Table 10 Specification of the MPI_ISEND command.

parameter

description

buf

address of the send buffer

count

number of elements in send buffer

datatype

datatype of each send buffer element

dest

rank of the destination

tag

message tag

comm

communicator

request

communication request (output)

The sender should not modify any part of the send buffer after a nonblocking send operation is called, until the send completes.

The specification of the MPI_IRECV command

MPI_IRECV(buf, count, datatype, source, tag, comm, request)

is in Table 11.

Table 11 Specification of the MPI_IRECV command.

parameter

description

buf

address of the receive buffer

count

number of elements in receive buffer

datatype

datatype of each receive buffer element

source

rank of source or MPI_ANY_SOURCE

tag

message tag or MPI_ANY_TAG

comm

communicator

request

communication request (output)

The receiver should not access any part of the receive buffer after a nonblocking receive operation is called, until the receive completes.

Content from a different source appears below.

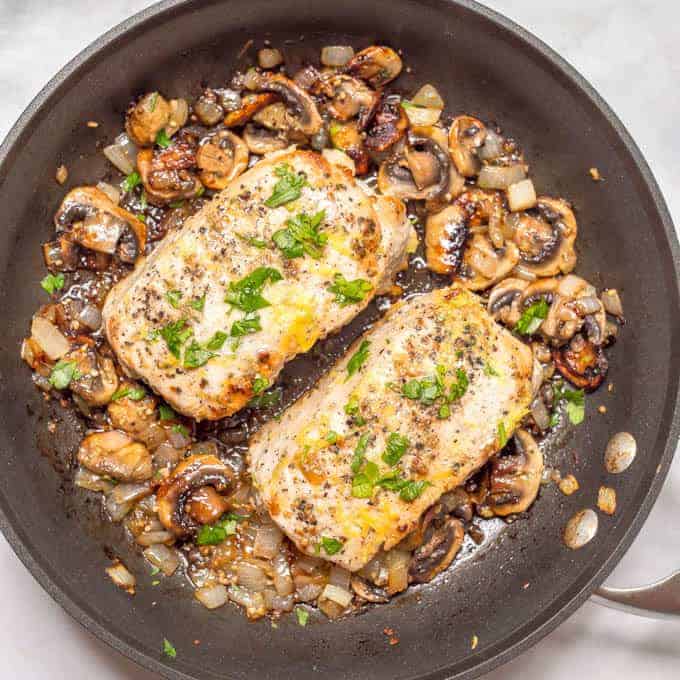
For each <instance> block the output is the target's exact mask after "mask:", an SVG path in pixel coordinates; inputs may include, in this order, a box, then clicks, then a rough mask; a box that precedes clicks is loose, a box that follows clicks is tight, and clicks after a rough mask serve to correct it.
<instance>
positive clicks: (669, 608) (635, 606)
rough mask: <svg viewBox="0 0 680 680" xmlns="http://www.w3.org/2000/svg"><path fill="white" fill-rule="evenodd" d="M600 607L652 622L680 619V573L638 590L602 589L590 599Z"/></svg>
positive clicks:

After the call to MPI_ISEND or MPI_IRECV, the request can be used to query the status of the communication or wait for its completion.

To wait for the completion of a nonblocking communication:

MPI_WAIT (request, status)

with specifications in Table 12.

Table 12 Specification of the MPI_WAIT command.

parameter

description

request

communication request

status

status object

To test the status of the communication:

MPI_TEST (request, flag, status)

with specifications in Table 13.

Table 13 Specification of the MPI_TEST command.

parameter

description

request

communication request

flag

true if operation completed

status

status object

Exercises

  1. Adjust the fanning out of the array of integers so it works for any number \(p\) of processors where \(p = 2^k\) for some \(k\). You may take the size of the array as an integer multiple of \(p\). To illustrate your program, provide screen shots for \(p = 8, 16\), and 32.

  2. Run the program of the previous exercise on the supercomputer, for \(p = 8, 16, 32, 64\), and 128.

    For each run, report the wall clock time.

  3. Complete the summation and the fanning in of the partial sums, extending the program. You may leave \(p = 8\).